The Educational Attainment Of Girls And Boys: Two Sides of the Same Coin
Last month, Malala Yousafzai, a 14-year-old Pakistani girl, was shot in the head, in an attempted assassination by Taliban militants. Her “crime” was daring to advocate for girls’ education. In a New York Times column, Nicholas Kristof observes that we in the West find it “easy to dismiss such incidents as distant barbarities," and uses the example of sex trafficking to illustrate that we “have a blind spot for our own injustices." I agree. However, I am not sure we need to go so far to find domestic injustices.
How about a close look within this very area: The education of girls (and boys) in the U.S.? Stories about how girls have surpassed boys in educational attainment have become common, and are often linked to statements about how boys are forgotten and/or lost. This rhetoric is troubling for several reasons. First, it can be read to imply a zero-sum equation; that is, that the educational advancement of girls is the cause of boys’ educational neglect. Second, stories about girls’ “successes” and boys’ “failures” may obscure more than they reveal.

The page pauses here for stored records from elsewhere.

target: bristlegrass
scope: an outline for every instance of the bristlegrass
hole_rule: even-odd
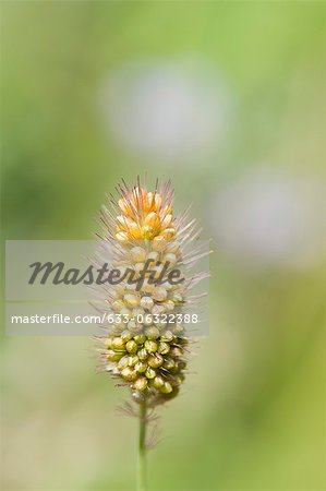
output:
[[[132,271],[134,282],[142,282],[125,278],[104,286],[102,311],[113,322],[102,326],[98,340],[105,370],[131,390],[133,403],[125,410],[140,419],[137,489],[145,491],[148,422],[184,381],[191,336],[182,315],[195,301],[190,289],[206,274],[186,276],[186,265],[203,253],[189,249],[198,231],[188,211],[173,216],[170,182],[147,191],[138,178],[133,188],[122,181],[117,191],[118,200],[109,196],[111,208],[101,208],[98,237],[110,247],[112,266],[121,276]],[[179,283],[169,280],[173,270],[180,272]]]

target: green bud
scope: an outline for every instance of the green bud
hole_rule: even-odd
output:
[[[121,370],[121,376],[123,376],[124,380],[131,382],[137,378],[137,372],[135,370],[132,370],[130,367],[125,367]]]
[[[185,361],[180,360],[180,361],[178,361],[177,367],[178,367],[178,371],[180,372],[181,370],[185,369],[186,363],[185,363]]]
[[[142,297],[141,300],[141,307],[143,307],[143,309],[147,309],[150,310],[154,306],[154,300],[152,297]]]
[[[181,324],[176,324],[176,325],[173,325],[172,331],[178,336],[179,334],[183,334],[184,333],[184,327]]]
[[[145,375],[147,376],[147,379],[154,379],[156,376],[156,371],[148,367]]]
[[[135,364],[135,370],[136,370],[138,373],[144,373],[144,372],[146,372],[146,370],[147,370],[147,363],[145,363],[144,361],[138,361],[138,362]]]
[[[130,339],[130,340],[126,343],[126,345],[125,345],[125,349],[126,349],[128,352],[134,354],[134,352],[136,352],[136,350],[138,349],[138,345],[136,344],[135,340]]]
[[[166,332],[161,335],[160,339],[161,339],[162,342],[171,343],[171,342],[174,339],[174,337],[176,337],[176,336],[173,336],[173,334],[171,333],[171,331],[166,331]]]
[[[149,367],[152,368],[158,368],[164,362],[164,358],[161,355],[156,354],[156,355],[152,355],[148,360],[147,363],[149,364]]]
[[[157,327],[147,327],[145,330],[145,334],[148,337],[148,339],[157,339],[159,337],[159,331]]]
[[[122,370],[123,368],[128,367],[128,364],[129,364],[129,357],[125,356],[125,357],[122,357],[122,358],[119,360],[118,368],[119,368],[120,370]]]
[[[107,349],[112,348],[112,337],[109,336],[109,337],[105,338],[104,344],[105,344]]]
[[[134,340],[137,345],[143,345],[146,340],[146,336],[144,336],[143,334],[137,334],[136,336],[134,336]]]
[[[145,379],[144,376],[137,379],[134,383],[134,388],[136,391],[145,391],[146,387],[147,387],[147,379]]]
[[[160,352],[161,355],[167,355],[170,351],[170,345],[168,343],[160,343],[158,345],[158,352]]]
[[[164,361],[164,368],[167,370],[172,370],[176,367],[174,360],[172,360],[171,358],[168,358],[167,360]]]
[[[129,342],[131,338],[132,338],[132,334],[129,332],[129,331],[123,331],[122,333],[121,333],[121,339],[123,339],[124,340],[124,343],[126,343],[126,342]]]
[[[161,376],[156,376],[153,381],[153,386],[155,388],[161,388],[165,384],[165,381],[162,380]]]
[[[183,350],[178,348],[177,346],[173,346],[173,348],[170,349],[170,356],[173,358],[182,357]]]
[[[129,364],[129,367],[133,367],[137,362],[138,362],[138,357],[136,355],[128,357],[128,364]]]
[[[116,350],[124,350],[124,342],[121,337],[113,337],[112,339],[112,348]]]
[[[170,384],[170,382],[165,382],[164,386],[160,390],[160,392],[162,392],[164,394],[170,394],[172,391],[173,391],[173,387]]]
[[[150,339],[147,339],[144,346],[148,352],[155,352],[158,348],[158,344]]]
[[[144,361],[148,358],[148,351],[145,348],[142,348],[137,351],[137,357],[140,360]]]
[[[120,358],[123,357],[123,352],[119,352],[119,351],[113,351],[112,349],[109,349],[107,351],[107,359],[110,361],[119,361]]]

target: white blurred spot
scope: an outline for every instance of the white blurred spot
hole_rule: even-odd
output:
[[[222,190],[210,209],[218,244],[256,264],[309,267],[326,252],[326,187],[275,172]]]
[[[100,106],[122,145],[158,160],[215,151],[228,125],[228,94],[203,62],[125,63],[104,85]]]

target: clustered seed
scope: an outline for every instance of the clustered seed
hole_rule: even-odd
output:
[[[184,285],[159,282],[176,265],[182,265],[182,248],[172,220],[171,194],[147,192],[136,187],[125,190],[118,201],[111,240],[118,240],[114,267],[121,275],[126,268],[134,279],[142,277],[150,260],[150,273],[136,284],[124,282],[108,290],[107,311],[122,322],[109,326],[101,337],[106,369],[126,384],[135,399],[160,404],[174,397],[184,380],[186,346],[184,326],[168,314],[183,312]],[[176,239],[176,240],[172,240]],[[161,278],[160,278],[161,279]]]

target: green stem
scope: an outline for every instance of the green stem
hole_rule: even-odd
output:
[[[138,446],[138,482],[137,491],[147,490],[146,465],[146,398],[140,404],[140,446]]]

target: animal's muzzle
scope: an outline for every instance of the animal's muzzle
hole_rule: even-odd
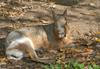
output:
[[[64,37],[66,37],[65,33],[59,33],[59,38],[64,38]]]

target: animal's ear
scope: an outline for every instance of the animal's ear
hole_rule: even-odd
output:
[[[65,19],[67,20],[67,8],[64,10],[64,12],[63,12],[63,16],[64,16]]]
[[[51,9],[51,14],[52,14],[53,20],[56,21],[57,19],[56,19],[56,14],[54,12],[54,8],[51,7],[50,9]]]

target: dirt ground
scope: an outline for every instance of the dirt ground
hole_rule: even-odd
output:
[[[74,59],[85,65],[90,63],[100,65],[100,42],[95,40],[98,38],[95,36],[96,32],[100,32],[99,0],[84,0],[74,5],[71,3],[70,6],[67,3],[60,4],[62,2],[55,4],[57,0],[19,1],[0,1],[0,69],[44,69],[44,64],[30,58],[20,61],[7,60],[5,38],[14,29],[52,23],[50,7],[54,7],[56,13],[63,13],[67,8],[67,22],[75,41],[67,48],[57,50],[54,63],[68,63]],[[43,55],[50,56],[48,53]]]

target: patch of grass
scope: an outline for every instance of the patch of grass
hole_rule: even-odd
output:
[[[69,62],[67,64],[50,64],[45,65],[44,69],[100,69],[99,65],[89,64],[85,66],[84,64],[80,64],[78,62]]]

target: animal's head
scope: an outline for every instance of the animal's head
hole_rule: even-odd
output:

There are the "lost boys" of higher education and the "missing girls" of STEM. We worry about boys and reading and girls and math. Recurring questions include where are the women in technology? Or, are there enough novels that cater to boys? Women have sailed past men in obtaining college degrees but, importantly, continue to concentrate in different fields and need Ph.D.s to match men with bachelor’s in the workplace.
When issues are addressed in this fragmented manner, it’s hard to tell if it’s girls or boys that we should be worrying about. Well, both and neither. What all these pieces of the puzzle really say is that – at least in this day, age, and nation – gender still matters.